Sure. What we saw in the first quarter was a lot of the beaten down verticals like travel, style and fashion, home and gardening, all of those starting to come back pretty nicely. And I had mentioned in my comments that nearly all the ad verticals that we participate in nearly 20 often were on a year-over-year basis group 50% or more. So it really is a situation where it's not just the stalwarts, like shopping and technology that continue to perform well, but many of these others that are starting to [indiscernible] and improve. And we saw that steadily through the first quarter. And I fully expect that to continue as we go forward. Now, from a geographic perspective, the terrific news from our side is that we are seeing growth in every major region even in APAC and strong results in EMEA, etc. And I think the way to frame out what we are experiencing is that as an omni-channel company with what I call a very robust existing customer base as a reminder our net dollar base retention was 130%, for the trailing 12 months. So we have the, [indiscernible] of our existing customers, we have the applicability of mobile and video formats, in a pandemic emerging world. And we have the benefit of SPL deals coming on board. So we really are firing on all cylinders as a company. And we don't anticipate that necessarily slowing down.

Matt Swanson

Analyst

Thank you. If I could add just one more quick one for Rajeev and it's based around the CTV opportunity and kind of thinking about the fact that all of your competitors also see these [PAM] growth rates. So how do you leverage one, the advantage of being independent versus some of the competitors in that space? And then to Steve's point about investing in the space how do you build competitive moats and differentiation early on to kind of make sure you maintain that position that we've talked about?

Rajeev Goel

Analyst

Sure, yes. I think by virtue of being independent, it means that we're un-conflicted in terms of serving the needs of our customers. And I referenced earlier one of the challenges in the industry has been capacity arbitrage things like that.

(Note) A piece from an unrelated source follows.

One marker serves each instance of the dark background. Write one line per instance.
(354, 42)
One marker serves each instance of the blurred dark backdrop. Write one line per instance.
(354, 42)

I hear agencies all the time that one of the reasons they engage in things like supply chain optimization with us, is that we don't own media. We have no incentive to put spend from an advertiser on one impression versus another, we treat them all equally, and we're willing to be very transparent about that. So I think independence helps to a very significant degree when you're thinking about branding budgets, in particular that are flowing through CTV and so the metrics on how to measure the return are not, they're not the same, they're not as clear as they might be in performance based advertising. And so buyers want to know that the technology partners that they're working with are unconflicted, and really are looking out for their interests. And so I think that's really where the independence piece comes into to our benefit. And then in terms of the competitive moat, I think where our moat lies today and we'll continue to like is really in our infrastructure driven approach where we're able to innovate extremely rapidly because we own all layers of the infrastructure stack. So we're shipping code across our global platform on a daily basis. We're making our platform more efficient, more transparent and driving superior value outcomes because we own all of that infrastructure. And so that is really what drives a competitive moat over the course of days, weeks, months and quarters, as we continue to innovate and build strong reputation in the industry. And I think the metric that Steve just shared, obviously the 130% net dollar base retention is I think a great metric around how we're performing in that regard.

Matt Swanson

Analyst

Thank you.

Operator

Operator

And this concludes the Q&A portion of our call today. I'll now turn the call back over to Rajeev for closing remarks.

Rajeev Goel

Analyst

Thank you. Well, I want to thank you all for joining today. We're very excited about our market share expansion and the number and magnitude of growth opportunities ahead of us. Steve and I look forward to connecting with many of you in the coming days. Thank you all.